The Amazon case has demonstrated that if the United States does not get up to speed with domestic subsidy legislation, not only will American companies struggle in the more-level playing field of the European market, as Kennedy feared more than half a century ago, but the United States will also no longer be the driving force in directing international trade rules. America will become a rule taker, and not a rule maker. The future of American prosperity in the next century is at stake.
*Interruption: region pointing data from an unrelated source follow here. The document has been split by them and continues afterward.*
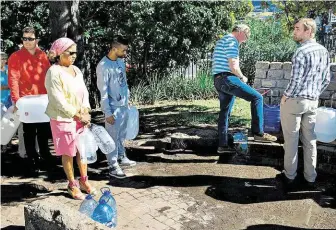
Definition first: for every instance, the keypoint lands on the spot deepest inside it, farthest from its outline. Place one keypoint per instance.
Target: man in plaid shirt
(310, 77)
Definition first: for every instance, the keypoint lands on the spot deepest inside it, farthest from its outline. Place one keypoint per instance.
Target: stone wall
(276, 75)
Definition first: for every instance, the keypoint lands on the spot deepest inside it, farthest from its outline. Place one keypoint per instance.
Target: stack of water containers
(104, 211)
(31, 109)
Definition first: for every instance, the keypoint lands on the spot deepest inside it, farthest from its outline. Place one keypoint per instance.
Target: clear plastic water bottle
(87, 147)
(107, 196)
(103, 214)
(103, 139)
(88, 205)
(241, 141)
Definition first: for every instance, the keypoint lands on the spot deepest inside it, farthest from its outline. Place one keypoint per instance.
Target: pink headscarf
(61, 45)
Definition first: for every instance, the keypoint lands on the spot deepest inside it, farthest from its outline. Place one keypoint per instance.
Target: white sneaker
(124, 161)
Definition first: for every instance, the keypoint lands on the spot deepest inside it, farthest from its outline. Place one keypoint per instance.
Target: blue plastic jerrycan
(241, 142)
(109, 199)
(88, 205)
(103, 214)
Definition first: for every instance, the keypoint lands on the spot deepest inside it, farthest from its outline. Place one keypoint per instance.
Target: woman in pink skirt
(68, 109)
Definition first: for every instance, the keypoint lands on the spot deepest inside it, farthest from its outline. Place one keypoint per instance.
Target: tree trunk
(64, 19)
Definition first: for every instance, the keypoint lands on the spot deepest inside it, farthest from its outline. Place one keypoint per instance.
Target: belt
(224, 74)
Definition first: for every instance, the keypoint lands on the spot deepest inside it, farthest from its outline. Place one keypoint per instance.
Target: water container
(3, 109)
(132, 123)
(103, 214)
(103, 139)
(87, 147)
(107, 196)
(325, 127)
(9, 124)
(241, 142)
(88, 205)
(272, 118)
(31, 108)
When I graduated in 2017, most of my friends went to Seattle or New York for work. Their computer-science backgrounds meant six-figure salaries, and their neighborhoods meant thousands in monthly rent. For me, a humanities major with no coding experience to speak of, D.C. was a happy medium, offering solid professional experience and somewhat affordable housing while I found my footing. I found full-time positions that paid me enough to afford rent and start saving for retirement.
My peers can’t afford Amazon coming to D.C. Most folks I know make less than $60,000 a year—those who make more are either defense contractors or data scientists, or have advanced degrees. Entry-level workers in the nonprofit sector, much less the majority of paid interns and Hill staffers, can’t afford a rent hike.
There are cities where HQ2 could have created real value. I worry that it will do more harm than good in Arlington.
Alana Semuels replies:
Connor is right that the presence of Amazon and other tech companies that offer high salaries will likely make Arlington less affordable for the government and nonprofit workers who already live there. Looking at the S&P CoreLogic Case-Shiller Index, which measures home prices, Seattle and San Francisco, two tech hubs, saw the biggest price spikes over the past year: 13 percent in San Francisco and 11 percent in Seattle. Washington, D.C., by contrast, saw only a 3 percent increase over the past year. There is some good news for Arlington residents: There are fewer limits to building in Virginia, and Virginia doesn’t have the same space constraints as San Francisco and Seattle, which are both hemmed in by mountains and the ocean. But residents who want to make sure they’re not displaced should hold local officials accountable for creating more housing—what led to affordability problems in San Francisco and Seattle was when companies created a lot of jobs and housing did not follow.